Building air-quality sensors out of toy blocks teaches students the scientific concepts behind pollution monitoring. "(It furthers) our knowledge of what can be done about air pollution, especially because ours is so bad,” said Alexandra Feliz, a junior at the school.

University of Utah chemical engineering professors Kerry Kelly and Tony Butterfield plan to share this lesson with 50 schools in the Salt Lake Valley as part of the AirU program.

The sensors are built with toy blocks similar to Lego toys, a low-cost Arduino computer board, LED lights and a photo resistor that will detect pollution through light scattering.

"They basically have a light source,” Butterfield said. “We give them polluted air basically with mist, and they detect how much particulate matter is in the air."

The sensors will give researchers a better understanding of the air quality in many different locations.

“If we have sensors in multiple schools throughout the valley we can know if it's a red burn day in Salt Lake, what does that mean for the people in Sandy? We can also get a better idea of where our poor quality is coming from,” Butterfield said.

In addition to the toy-block sensors, which are not as accurate as the state-owned research-grade monitors, Kelly, Butterfield and students from the U.’s electrical and computer engineering department also designed and created low-cost, portable research-grade air-pollution monitors that they will begin leaving in each classroom they visit.

The monitors, which are approximately the size of a small box of tissues, are similarly powered by a low-cost computer board but are higher-grade than the toy-block monitors and have sensors that can detect and measure particulate matter, temperature, humidity, carbon monoxide and nitrogen dioxide.

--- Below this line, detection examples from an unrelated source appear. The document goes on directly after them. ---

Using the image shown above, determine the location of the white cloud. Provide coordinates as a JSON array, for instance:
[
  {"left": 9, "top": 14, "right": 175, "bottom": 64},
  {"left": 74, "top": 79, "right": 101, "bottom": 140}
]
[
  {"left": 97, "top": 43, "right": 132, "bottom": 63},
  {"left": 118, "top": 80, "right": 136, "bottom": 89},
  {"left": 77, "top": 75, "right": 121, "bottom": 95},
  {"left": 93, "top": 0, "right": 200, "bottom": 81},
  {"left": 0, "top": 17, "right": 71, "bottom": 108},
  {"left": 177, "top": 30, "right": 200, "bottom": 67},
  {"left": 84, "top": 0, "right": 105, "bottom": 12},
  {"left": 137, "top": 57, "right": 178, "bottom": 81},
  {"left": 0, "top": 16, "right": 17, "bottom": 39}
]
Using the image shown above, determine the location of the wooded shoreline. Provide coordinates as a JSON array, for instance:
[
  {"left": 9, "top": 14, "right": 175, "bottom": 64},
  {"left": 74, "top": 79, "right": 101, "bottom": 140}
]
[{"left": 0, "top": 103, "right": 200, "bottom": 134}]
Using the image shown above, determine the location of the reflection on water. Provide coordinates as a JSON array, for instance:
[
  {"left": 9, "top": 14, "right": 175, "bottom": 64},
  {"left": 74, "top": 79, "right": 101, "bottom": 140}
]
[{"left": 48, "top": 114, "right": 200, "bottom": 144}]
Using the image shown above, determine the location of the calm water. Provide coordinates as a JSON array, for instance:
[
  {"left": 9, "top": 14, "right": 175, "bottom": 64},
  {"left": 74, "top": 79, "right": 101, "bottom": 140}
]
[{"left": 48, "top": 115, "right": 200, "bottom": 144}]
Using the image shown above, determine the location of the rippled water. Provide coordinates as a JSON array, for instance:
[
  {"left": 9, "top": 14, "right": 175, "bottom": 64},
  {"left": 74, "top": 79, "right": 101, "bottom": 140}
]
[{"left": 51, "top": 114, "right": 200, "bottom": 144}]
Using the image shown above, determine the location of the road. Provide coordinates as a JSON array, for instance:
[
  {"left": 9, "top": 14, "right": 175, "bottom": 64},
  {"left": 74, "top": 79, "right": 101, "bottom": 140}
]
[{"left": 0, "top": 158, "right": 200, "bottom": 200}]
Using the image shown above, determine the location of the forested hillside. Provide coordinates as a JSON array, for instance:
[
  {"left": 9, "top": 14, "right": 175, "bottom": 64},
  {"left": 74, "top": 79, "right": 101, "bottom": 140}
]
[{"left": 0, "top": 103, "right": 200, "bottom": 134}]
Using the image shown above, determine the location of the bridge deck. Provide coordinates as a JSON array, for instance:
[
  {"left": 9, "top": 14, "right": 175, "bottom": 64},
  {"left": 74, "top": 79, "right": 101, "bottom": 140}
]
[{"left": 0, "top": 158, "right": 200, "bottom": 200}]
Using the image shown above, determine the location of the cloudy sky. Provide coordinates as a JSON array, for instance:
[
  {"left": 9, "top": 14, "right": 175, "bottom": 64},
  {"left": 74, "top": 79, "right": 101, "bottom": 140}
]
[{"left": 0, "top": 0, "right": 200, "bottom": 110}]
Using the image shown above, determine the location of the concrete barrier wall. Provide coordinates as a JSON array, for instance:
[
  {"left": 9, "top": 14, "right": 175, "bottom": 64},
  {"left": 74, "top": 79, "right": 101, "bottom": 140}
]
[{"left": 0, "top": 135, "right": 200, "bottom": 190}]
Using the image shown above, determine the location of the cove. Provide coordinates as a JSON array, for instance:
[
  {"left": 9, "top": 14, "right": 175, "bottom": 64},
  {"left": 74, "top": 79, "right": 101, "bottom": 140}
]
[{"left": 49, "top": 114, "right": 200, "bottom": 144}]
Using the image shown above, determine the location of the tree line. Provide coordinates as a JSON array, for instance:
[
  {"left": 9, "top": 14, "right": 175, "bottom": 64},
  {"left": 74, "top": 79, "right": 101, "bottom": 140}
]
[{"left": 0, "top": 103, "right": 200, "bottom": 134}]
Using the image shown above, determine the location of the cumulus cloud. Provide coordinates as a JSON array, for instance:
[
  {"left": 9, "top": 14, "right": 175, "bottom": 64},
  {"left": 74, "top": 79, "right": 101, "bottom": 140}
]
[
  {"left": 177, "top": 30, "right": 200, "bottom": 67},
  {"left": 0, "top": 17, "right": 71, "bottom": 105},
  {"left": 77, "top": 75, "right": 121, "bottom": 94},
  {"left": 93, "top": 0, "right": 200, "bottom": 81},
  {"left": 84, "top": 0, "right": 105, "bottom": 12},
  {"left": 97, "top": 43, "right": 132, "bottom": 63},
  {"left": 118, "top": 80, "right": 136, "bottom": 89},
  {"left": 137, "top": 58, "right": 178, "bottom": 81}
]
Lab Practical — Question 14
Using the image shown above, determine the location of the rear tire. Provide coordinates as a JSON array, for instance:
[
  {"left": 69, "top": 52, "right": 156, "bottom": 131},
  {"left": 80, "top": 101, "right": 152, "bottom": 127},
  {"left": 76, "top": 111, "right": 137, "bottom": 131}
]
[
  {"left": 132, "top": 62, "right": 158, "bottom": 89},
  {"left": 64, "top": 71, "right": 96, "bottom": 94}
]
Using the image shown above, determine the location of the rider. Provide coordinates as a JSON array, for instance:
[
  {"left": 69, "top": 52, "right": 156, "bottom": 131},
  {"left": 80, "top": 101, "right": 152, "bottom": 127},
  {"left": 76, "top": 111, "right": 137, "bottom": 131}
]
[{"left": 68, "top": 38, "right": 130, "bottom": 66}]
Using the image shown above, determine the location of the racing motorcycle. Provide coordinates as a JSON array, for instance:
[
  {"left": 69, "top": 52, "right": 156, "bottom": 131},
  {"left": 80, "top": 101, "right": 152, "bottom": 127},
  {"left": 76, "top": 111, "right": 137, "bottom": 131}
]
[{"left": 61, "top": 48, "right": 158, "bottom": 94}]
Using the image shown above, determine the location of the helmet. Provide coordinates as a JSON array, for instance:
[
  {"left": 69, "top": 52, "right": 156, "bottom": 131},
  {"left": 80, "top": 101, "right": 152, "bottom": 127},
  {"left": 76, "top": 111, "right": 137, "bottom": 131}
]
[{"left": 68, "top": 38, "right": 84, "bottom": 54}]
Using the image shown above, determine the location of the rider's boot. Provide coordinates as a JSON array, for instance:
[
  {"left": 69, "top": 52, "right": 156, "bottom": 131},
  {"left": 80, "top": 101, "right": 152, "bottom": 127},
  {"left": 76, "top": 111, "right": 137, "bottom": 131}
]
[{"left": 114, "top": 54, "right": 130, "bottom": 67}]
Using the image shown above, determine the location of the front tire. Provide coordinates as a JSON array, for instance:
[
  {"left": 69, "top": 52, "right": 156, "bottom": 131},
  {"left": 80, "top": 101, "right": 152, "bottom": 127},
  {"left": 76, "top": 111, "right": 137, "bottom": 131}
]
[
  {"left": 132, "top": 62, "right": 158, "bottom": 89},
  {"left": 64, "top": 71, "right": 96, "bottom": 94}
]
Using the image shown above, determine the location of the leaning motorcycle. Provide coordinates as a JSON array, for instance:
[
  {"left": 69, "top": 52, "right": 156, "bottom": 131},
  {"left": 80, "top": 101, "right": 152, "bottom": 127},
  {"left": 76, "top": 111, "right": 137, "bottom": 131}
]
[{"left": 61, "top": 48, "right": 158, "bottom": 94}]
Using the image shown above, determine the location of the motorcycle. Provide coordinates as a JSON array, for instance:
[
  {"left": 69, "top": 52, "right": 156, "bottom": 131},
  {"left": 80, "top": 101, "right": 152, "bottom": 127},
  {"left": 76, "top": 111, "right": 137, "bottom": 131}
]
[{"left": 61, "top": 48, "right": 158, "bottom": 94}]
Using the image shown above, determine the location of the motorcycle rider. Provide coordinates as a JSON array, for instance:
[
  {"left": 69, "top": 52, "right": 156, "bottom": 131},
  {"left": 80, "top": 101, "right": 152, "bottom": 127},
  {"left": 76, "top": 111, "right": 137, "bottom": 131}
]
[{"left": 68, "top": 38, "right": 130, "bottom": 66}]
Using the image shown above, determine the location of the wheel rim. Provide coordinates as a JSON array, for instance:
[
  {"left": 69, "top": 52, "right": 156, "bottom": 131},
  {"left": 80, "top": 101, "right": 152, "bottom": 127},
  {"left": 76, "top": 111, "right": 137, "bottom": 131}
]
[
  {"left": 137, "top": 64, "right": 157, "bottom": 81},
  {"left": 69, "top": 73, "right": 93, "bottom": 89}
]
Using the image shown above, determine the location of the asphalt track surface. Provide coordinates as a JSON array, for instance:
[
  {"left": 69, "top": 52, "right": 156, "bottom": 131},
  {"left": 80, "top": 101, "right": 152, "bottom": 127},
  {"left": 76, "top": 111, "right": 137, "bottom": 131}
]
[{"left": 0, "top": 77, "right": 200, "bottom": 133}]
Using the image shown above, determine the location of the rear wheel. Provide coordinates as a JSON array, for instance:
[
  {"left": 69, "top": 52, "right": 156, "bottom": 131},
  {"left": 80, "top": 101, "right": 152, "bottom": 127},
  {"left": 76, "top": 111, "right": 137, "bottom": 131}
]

Students will maintain and test the sensors' reliability.

East High School students Audrey Vela, Perla Samano, Alleanis Lascano and Angie Revira high-five after building a functional portable air quality sensor from plastic toy blocks and a low-cost computer board with the help of University of Utah's College of Engineering faculty and students in Salt Lake City on Tuesday, Feb. 7, 2017. (Photo: Jeffrey D. Allred, Deseret News)
East High School students Audrey Vela, Perla Samano, Alleanis Lascano and Angie Revira high-five after building a functional portable air quality sensor from plastic toy blocks and a low-cost computer board with the help of University of Utah's College of Engineering faculty and students in Salt Lake City on Tuesday, Feb. 7, 2017. (Photo: Jeffrey D. Allred, Deseret News)

“I think it can help you take a little bit more ownership of what’s going on in your school, what’s going on around your school,” Kelly said.

In a few months, that data will be uploaded to a new website that everyone can access. “We end up with a real-time air quality map of the valley,” Butterfield said.

Junior Anna Smart things it’s a good idea to have the sensors available "to make sure that you stay safe when you're going outside, to make sure that the air is good for whatever activity you are doing.”

Eventually, Butterfield and Kelly hope to distribute as many as 50 of their research-grade sensors in schools around Salt Lake County to track pollution throughout the valley.

To make the project even more valuable to everyone, the professors plan to make the air-quality sensors available to buy and mount on homes sometime near the beginning of the next inversion season.